Georg Christian Carl Henschel
Henschel gun, cast in 1803, in front of the entrance to the Rudelsburg

Henschel grew up in Gießen and learned the foundry trade from his father. In 1777 he came to Kassel as a journeyman and found work with the piece and gunmaker Johann Friedrich Anton Storck. After only three years as a journeyman, he became a partner in the foundry that Storck operated as a civil servant on a private account.

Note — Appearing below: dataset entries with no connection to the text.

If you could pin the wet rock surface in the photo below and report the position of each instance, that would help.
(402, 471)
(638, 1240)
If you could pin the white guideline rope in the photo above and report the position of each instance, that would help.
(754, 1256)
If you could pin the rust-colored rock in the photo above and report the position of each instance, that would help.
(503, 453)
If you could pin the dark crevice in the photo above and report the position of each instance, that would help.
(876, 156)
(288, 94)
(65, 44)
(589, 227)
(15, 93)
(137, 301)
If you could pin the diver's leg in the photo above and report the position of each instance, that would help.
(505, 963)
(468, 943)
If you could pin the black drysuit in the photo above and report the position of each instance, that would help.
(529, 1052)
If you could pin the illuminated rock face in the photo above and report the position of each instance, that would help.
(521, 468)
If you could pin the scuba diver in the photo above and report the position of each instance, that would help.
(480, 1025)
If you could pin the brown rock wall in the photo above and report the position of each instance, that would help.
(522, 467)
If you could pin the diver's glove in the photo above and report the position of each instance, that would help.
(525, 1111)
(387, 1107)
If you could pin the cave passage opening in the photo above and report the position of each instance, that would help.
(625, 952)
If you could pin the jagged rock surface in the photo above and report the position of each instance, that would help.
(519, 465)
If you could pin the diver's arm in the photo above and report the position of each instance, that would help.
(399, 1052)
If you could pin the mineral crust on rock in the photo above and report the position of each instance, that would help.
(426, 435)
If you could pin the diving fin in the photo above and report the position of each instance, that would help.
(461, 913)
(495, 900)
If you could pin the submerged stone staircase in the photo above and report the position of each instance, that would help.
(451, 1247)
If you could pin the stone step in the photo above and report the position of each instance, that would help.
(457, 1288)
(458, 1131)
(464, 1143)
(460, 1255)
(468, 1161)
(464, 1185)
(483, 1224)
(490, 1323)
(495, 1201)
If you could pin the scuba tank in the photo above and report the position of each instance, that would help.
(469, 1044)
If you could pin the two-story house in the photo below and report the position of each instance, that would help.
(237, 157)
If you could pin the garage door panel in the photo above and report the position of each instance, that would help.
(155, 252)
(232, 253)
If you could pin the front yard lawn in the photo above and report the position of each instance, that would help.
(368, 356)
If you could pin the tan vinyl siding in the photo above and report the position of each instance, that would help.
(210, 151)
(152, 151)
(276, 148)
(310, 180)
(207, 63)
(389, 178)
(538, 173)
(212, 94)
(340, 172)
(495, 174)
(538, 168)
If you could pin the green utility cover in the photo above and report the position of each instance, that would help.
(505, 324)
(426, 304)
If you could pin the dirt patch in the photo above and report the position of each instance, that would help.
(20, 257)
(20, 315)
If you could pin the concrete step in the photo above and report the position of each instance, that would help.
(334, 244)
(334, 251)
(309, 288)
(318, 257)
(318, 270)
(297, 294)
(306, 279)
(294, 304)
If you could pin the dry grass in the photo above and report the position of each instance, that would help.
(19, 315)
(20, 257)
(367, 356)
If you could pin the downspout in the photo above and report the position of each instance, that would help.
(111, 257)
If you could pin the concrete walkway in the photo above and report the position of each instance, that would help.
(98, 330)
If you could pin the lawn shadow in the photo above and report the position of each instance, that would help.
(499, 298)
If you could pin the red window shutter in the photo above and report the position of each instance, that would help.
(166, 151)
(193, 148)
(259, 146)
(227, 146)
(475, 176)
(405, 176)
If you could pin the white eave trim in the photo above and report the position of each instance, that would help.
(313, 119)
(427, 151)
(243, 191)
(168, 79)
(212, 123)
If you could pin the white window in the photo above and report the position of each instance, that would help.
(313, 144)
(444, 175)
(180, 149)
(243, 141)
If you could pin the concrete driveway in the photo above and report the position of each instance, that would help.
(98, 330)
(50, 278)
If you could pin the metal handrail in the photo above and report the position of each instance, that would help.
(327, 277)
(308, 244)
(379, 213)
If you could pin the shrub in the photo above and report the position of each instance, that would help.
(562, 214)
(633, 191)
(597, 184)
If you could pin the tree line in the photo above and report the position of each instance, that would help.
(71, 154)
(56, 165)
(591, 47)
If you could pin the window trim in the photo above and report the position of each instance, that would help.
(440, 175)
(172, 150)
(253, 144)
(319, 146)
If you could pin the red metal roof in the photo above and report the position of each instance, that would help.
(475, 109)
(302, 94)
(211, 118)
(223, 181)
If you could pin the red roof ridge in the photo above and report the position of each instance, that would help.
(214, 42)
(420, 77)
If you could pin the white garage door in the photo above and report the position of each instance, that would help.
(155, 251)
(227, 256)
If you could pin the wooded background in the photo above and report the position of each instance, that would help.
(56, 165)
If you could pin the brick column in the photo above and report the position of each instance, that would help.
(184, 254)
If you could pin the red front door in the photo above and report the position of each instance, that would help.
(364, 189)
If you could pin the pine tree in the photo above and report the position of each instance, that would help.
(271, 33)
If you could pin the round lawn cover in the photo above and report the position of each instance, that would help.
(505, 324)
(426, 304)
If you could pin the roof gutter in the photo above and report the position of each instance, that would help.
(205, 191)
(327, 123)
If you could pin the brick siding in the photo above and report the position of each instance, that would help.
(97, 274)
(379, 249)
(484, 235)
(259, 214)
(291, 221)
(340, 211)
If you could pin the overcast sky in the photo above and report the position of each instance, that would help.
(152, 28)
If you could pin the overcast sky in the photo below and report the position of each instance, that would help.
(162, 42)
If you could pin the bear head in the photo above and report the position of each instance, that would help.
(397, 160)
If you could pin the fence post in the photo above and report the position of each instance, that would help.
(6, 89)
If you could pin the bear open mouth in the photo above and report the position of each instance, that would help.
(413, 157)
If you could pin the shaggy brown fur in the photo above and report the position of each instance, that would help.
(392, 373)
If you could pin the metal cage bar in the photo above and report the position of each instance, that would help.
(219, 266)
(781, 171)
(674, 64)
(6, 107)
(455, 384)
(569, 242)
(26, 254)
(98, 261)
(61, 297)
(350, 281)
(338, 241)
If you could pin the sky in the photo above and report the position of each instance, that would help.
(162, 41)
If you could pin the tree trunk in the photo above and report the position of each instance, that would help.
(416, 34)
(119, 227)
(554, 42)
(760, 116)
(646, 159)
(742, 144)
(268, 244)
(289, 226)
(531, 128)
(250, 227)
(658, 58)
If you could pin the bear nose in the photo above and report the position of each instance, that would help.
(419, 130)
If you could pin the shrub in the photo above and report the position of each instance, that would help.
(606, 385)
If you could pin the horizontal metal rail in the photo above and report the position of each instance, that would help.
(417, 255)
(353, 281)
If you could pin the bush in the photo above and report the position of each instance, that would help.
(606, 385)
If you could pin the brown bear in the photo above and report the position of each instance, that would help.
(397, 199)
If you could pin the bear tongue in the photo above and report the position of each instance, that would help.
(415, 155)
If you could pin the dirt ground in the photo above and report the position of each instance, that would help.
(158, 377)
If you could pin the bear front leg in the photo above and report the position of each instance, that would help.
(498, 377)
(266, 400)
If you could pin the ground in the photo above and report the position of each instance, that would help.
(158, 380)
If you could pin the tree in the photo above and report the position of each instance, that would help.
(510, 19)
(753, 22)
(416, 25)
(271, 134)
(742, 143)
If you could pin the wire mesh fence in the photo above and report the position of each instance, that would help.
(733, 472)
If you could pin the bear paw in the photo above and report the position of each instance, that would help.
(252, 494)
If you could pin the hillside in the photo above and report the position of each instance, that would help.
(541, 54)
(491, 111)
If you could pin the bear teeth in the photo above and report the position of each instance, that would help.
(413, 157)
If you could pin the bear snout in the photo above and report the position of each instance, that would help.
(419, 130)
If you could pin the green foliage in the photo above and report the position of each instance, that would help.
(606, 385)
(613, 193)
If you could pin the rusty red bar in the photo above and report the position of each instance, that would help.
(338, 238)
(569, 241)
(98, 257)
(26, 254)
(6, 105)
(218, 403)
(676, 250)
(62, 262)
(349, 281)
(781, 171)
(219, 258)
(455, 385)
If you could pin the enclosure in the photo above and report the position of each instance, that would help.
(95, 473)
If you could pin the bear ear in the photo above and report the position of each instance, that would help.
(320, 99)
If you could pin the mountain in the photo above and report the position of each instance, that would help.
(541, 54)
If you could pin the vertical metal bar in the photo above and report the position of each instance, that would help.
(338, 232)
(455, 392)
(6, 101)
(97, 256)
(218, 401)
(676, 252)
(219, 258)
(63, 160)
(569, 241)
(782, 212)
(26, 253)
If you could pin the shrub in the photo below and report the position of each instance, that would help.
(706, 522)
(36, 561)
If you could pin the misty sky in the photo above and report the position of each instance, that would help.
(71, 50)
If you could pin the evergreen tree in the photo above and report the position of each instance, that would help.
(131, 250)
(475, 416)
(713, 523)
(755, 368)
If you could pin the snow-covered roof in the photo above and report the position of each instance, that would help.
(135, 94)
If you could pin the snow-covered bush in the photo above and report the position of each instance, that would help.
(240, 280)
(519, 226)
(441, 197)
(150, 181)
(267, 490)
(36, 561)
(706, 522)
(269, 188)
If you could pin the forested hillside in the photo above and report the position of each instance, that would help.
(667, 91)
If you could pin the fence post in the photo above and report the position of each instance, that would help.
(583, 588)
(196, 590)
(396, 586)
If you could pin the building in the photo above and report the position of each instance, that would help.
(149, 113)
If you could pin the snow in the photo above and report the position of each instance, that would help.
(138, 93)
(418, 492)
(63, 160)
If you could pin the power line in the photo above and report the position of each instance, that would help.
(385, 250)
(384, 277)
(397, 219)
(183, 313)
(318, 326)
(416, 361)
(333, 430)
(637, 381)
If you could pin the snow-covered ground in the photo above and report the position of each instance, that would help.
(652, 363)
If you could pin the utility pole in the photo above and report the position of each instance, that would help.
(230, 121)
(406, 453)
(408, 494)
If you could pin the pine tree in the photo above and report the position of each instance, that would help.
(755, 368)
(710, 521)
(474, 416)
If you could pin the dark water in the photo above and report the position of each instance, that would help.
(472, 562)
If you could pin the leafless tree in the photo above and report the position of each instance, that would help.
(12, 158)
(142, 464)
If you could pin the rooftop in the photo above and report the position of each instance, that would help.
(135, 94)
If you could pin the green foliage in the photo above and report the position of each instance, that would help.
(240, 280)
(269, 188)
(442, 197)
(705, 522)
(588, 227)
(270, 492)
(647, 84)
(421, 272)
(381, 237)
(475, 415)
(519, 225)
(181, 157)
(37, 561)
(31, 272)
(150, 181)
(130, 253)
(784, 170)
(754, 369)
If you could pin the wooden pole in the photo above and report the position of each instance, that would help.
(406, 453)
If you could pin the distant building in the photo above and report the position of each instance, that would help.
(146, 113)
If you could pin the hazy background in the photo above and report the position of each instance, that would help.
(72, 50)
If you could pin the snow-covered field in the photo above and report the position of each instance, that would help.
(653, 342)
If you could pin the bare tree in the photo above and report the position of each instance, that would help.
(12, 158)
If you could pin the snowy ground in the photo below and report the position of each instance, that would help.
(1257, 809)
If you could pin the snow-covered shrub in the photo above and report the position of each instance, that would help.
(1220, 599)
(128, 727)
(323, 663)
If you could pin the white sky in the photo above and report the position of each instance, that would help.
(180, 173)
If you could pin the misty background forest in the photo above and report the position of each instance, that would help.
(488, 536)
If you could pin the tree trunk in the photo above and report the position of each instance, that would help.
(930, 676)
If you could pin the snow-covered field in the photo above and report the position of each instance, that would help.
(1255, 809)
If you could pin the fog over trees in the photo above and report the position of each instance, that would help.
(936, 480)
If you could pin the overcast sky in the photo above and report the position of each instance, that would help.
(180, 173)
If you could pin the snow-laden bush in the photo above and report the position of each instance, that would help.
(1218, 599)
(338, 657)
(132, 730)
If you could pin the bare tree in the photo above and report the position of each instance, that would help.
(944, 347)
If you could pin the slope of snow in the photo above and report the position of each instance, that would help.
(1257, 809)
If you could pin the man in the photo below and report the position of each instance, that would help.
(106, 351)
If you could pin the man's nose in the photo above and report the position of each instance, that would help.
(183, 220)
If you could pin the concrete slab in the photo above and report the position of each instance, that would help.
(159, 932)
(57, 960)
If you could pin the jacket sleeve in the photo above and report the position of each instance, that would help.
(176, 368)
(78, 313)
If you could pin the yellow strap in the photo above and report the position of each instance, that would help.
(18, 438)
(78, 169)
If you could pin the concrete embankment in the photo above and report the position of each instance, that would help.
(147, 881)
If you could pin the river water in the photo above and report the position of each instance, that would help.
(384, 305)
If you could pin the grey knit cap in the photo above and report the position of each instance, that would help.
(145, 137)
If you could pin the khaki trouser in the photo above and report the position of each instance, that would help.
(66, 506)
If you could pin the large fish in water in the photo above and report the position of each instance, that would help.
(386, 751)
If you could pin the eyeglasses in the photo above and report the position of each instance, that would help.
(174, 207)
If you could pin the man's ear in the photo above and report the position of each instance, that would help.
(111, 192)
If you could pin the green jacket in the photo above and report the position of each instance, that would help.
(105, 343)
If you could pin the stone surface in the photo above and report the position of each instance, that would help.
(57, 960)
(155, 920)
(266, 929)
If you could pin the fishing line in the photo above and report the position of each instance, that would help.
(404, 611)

In 1780 he married the daughter of his principal Christine Wilhelmine Storck, who taught him writing, reading and arithmetic. In 1799 the first fire engine was sold by Storck and Henschel to Zittau . Landgrave Wilhelm IX. In 1795, Henschel transferred the "vacant piece caster against the free apartment in the local foundry and use of the adjacent garden". In 1796 a lead rolling mill was built based on Henschel's designs , which produced a semi-finished product for lead pipe production. In addition, in 1796 he became the manorial fountain manager and was responsible for the water supply in Kassel. In 1799 he acquired the so-called "Freyhaus" to expand the foundry and workshops, which together with the foundry formed a closed building complex. In 1802 the tenth child of the Henschel couple was born. As a princely court founder, Henschel was in the public service. He mainly dealt with gun and bell casting .

Napoleon's troops occupied the Electorate of Hesse in 1807 and Kassel became the capital of the Kingdom of Westphalia . Henschel cast cannon barrels for the occupiers. After disputes with the French city commander, Artillery General Alix, about the prices for the cannon barrels, he left the foundry on June 28, 1810 and moved to the neighboring, randomly empty "Freyhaus", where he ran the Henschel foundry with his second son Johann Werner Henschel & Son founded.

In 1817 his eldest son Carl Anton Henschel joined the company. Henschel & Sohn applied for the extension of the production privilege and also the authorization to sell its products exclusively. Henschel was unable to transfer the change that was triggered by the industrial revolution and that was marked by the transition from workshop production to mass production to his company.

He died in Kassel in 1835, three years after the death of his wife. The company was continued by Carl Anton Henschel. His second son, Johann Werner Henschel , who was originally supposed to take over the company, turned to sculpture.

Honors

  • The Georg-Henschel-Straße in Bremen, Neustadt ports was named after him.